Cerebral infarction, both focal (arterial) and diffuse (venous), may complicate recovery. Autopsy studies have found evidence of infarction in 30-50% of specimens studied. Imaging studies suggest that the actual incidence of infarction may be even higher. Meningitis has been shown to be associated with 1.6% of all cases of neonatal arterial stroke and 7.7% of venous infarcts.
Necrotizing lesions secondary to HSV meningitis can be deleterious to the developing brain.
Other, longer-term complications that may develop include residual epilepsy, cognitive impairment, hearing loss, visual impairment, spastic paresis, and microcephaly. Some of these disorders may be difficult to detect during infancy.

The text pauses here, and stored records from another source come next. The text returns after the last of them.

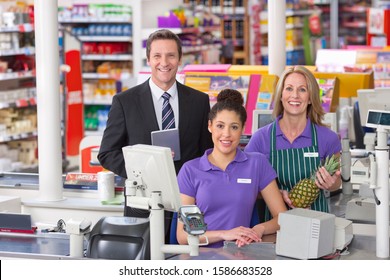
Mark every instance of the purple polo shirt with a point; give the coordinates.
(226, 198)
(328, 141)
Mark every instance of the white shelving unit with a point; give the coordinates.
(17, 93)
(143, 20)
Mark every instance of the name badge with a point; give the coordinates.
(244, 181)
(310, 154)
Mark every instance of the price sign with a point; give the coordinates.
(376, 20)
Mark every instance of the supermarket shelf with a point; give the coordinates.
(27, 27)
(354, 24)
(95, 76)
(354, 9)
(201, 29)
(105, 38)
(98, 102)
(190, 49)
(95, 20)
(289, 13)
(26, 135)
(115, 57)
(21, 51)
(264, 27)
(93, 133)
(20, 103)
(264, 50)
(17, 75)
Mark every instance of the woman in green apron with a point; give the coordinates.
(298, 140)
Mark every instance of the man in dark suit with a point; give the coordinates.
(136, 112)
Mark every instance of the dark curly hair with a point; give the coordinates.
(231, 100)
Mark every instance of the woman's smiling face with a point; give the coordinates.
(295, 95)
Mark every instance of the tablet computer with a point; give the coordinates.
(167, 138)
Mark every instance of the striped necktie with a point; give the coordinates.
(168, 119)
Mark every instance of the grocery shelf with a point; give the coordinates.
(115, 57)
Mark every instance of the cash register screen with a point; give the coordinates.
(261, 118)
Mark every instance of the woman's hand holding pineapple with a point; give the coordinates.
(242, 235)
(326, 181)
(258, 229)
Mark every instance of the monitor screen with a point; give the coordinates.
(261, 118)
(153, 166)
(375, 118)
(331, 120)
(372, 99)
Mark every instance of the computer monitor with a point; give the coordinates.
(153, 166)
(331, 120)
(372, 99)
(261, 118)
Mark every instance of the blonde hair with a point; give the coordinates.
(314, 110)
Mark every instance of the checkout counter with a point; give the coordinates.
(57, 245)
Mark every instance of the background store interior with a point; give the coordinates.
(101, 49)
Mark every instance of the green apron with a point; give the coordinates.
(292, 165)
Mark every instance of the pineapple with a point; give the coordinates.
(305, 192)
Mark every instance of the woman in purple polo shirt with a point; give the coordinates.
(225, 182)
(299, 134)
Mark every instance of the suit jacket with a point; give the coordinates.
(132, 118)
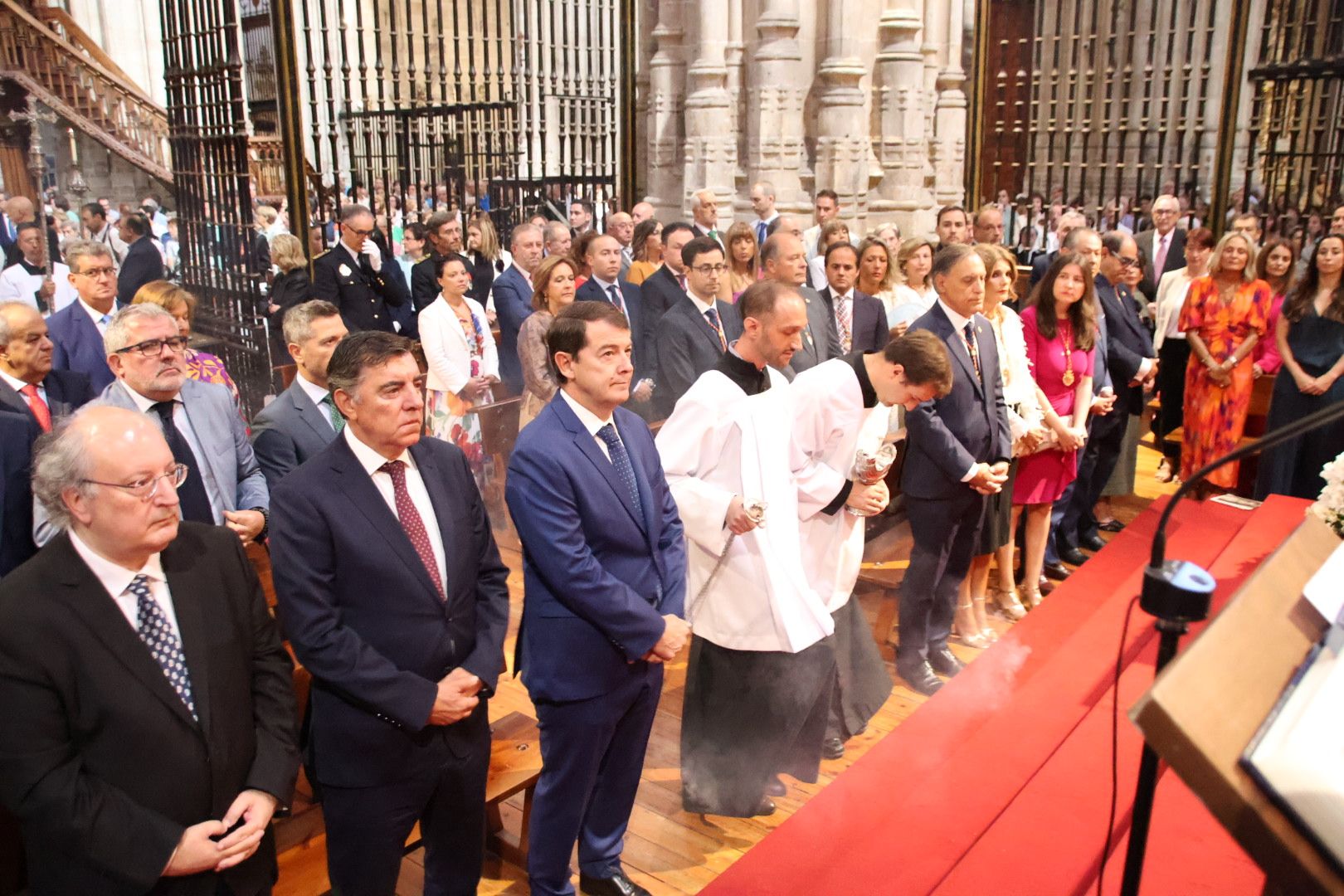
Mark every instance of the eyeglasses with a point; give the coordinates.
(155, 347)
(149, 488)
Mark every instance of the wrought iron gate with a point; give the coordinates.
(210, 158)
(509, 106)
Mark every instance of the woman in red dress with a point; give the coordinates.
(1060, 334)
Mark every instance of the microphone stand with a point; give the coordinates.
(1179, 592)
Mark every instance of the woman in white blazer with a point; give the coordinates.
(463, 362)
(1171, 347)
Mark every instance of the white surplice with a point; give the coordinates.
(830, 426)
(718, 444)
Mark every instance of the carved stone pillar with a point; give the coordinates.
(841, 162)
(776, 89)
(667, 80)
(711, 143)
(903, 140)
(949, 158)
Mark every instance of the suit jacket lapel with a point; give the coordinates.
(359, 489)
(187, 586)
(311, 414)
(95, 607)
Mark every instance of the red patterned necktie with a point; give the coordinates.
(411, 522)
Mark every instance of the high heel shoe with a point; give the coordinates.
(1008, 605)
(965, 631)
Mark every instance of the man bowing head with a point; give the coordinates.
(604, 579)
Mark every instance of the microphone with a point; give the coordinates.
(1177, 590)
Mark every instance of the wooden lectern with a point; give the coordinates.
(1210, 702)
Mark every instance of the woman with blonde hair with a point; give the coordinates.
(1225, 316)
(554, 289)
(743, 261)
(647, 250)
(914, 293)
(202, 367)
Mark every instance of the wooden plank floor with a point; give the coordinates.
(668, 850)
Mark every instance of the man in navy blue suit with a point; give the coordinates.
(77, 329)
(392, 596)
(605, 285)
(958, 455)
(513, 293)
(604, 575)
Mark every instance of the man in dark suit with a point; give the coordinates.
(1163, 246)
(513, 293)
(147, 696)
(304, 418)
(604, 577)
(27, 383)
(143, 264)
(77, 329)
(17, 433)
(392, 596)
(785, 260)
(1069, 222)
(958, 451)
(605, 285)
(696, 331)
(1127, 351)
(667, 285)
(860, 320)
(350, 275)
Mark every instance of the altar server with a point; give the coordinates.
(835, 403)
(758, 676)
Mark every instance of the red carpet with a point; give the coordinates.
(1001, 783)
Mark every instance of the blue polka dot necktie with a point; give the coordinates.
(164, 645)
(621, 461)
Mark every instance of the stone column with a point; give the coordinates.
(776, 89)
(841, 162)
(667, 82)
(902, 140)
(949, 156)
(711, 143)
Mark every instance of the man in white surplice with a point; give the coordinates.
(758, 679)
(840, 406)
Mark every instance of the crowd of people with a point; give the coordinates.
(778, 356)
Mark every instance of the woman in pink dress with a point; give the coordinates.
(1059, 329)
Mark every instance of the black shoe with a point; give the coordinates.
(615, 885)
(945, 663)
(1073, 557)
(921, 679)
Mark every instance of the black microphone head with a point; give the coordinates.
(1177, 592)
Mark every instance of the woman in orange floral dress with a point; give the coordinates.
(1225, 316)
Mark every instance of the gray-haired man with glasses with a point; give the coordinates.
(149, 718)
(225, 484)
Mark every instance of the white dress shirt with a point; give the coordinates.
(371, 461)
(17, 386)
(179, 418)
(592, 422)
(316, 392)
(116, 579)
(958, 323)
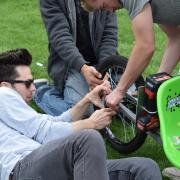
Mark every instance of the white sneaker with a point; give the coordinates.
(172, 172)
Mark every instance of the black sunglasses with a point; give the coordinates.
(27, 83)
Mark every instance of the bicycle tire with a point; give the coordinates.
(139, 137)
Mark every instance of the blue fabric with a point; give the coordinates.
(52, 102)
(22, 129)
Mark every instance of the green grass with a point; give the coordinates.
(21, 26)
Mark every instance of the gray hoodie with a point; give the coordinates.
(59, 17)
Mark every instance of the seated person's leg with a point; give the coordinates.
(81, 156)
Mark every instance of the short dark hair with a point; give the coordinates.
(9, 60)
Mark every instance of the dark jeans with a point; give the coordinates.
(82, 156)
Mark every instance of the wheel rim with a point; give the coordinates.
(122, 129)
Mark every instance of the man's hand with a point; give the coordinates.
(100, 118)
(114, 98)
(91, 75)
(95, 95)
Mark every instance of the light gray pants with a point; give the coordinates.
(82, 156)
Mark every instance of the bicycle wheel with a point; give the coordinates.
(122, 133)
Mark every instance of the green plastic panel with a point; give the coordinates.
(168, 102)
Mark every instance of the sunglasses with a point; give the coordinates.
(27, 83)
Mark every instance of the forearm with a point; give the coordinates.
(109, 40)
(79, 109)
(82, 124)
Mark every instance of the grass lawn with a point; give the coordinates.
(21, 26)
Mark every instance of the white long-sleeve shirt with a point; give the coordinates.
(23, 130)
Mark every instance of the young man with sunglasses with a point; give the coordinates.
(39, 146)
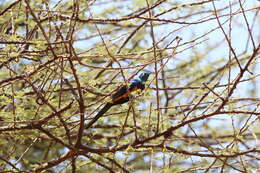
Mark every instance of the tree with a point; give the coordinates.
(62, 60)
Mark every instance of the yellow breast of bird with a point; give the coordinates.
(127, 94)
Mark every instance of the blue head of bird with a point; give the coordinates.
(144, 76)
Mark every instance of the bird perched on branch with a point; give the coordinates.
(122, 96)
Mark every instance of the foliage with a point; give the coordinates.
(62, 60)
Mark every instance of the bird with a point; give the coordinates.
(122, 95)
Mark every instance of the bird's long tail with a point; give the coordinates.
(100, 113)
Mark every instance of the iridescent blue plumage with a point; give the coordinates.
(122, 96)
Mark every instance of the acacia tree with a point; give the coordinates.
(62, 60)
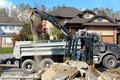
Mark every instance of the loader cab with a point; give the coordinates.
(90, 51)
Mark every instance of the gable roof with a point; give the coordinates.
(101, 15)
(76, 20)
(1, 32)
(111, 23)
(67, 12)
(4, 20)
(88, 11)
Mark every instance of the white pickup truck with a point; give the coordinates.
(39, 55)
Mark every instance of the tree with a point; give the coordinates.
(4, 11)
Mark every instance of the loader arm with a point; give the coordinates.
(55, 22)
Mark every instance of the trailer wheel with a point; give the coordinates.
(8, 61)
(46, 63)
(109, 61)
(29, 66)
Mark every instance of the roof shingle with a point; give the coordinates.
(4, 20)
(67, 12)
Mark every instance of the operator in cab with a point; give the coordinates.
(82, 48)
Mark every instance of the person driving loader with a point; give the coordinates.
(82, 49)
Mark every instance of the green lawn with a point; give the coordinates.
(6, 50)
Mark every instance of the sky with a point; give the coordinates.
(79, 4)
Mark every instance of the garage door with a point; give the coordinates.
(109, 39)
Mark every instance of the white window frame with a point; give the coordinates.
(8, 40)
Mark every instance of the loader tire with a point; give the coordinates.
(109, 61)
(46, 63)
(8, 61)
(29, 66)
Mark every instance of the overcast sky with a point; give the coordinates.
(112, 4)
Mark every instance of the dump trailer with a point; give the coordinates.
(39, 55)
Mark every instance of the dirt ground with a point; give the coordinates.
(113, 73)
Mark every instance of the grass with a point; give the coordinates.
(6, 50)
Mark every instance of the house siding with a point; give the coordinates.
(107, 33)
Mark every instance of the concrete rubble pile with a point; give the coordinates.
(74, 70)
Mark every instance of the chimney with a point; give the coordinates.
(43, 8)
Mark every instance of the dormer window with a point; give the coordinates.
(99, 19)
(87, 15)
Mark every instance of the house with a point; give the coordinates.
(87, 19)
(63, 14)
(9, 26)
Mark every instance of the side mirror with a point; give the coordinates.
(102, 47)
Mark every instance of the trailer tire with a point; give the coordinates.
(29, 66)
(16, 62)
(109, 61)
(46, 63)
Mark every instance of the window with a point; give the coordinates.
(87, 14)
(99, 19)
(8, 40)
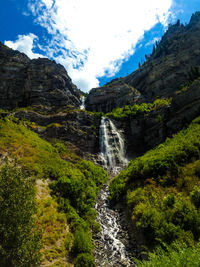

Hearing, for example, is difficult to evaluate without the child’s cooperation, and even then, assessment may be limited to behavioral response to sounds. Brainstem auditory evoked response (BAER) testing does not evaluate all dimensions of hearing, but this test, which can be performed reliably in sedated infants, only slightly overestimates hearing loss, which occurs in 30% of survivors of bacterial meningitis and 14% of survivors of nonbacterial meningitis. Subtle impairment of sound discrimination may not be readily apparent.
Similarly, cognitive impairment may not be evident until the child has started school or advanced into higher grades where more complex analysis of information is necessary. Careful screening for neurological, cognitive, and developmental deficits must be conducted as part of routine pediatric care over a period of many years, and the responsible physician should be attentive to possible problems with perception, learning, or behavior that may result from neonatal infection.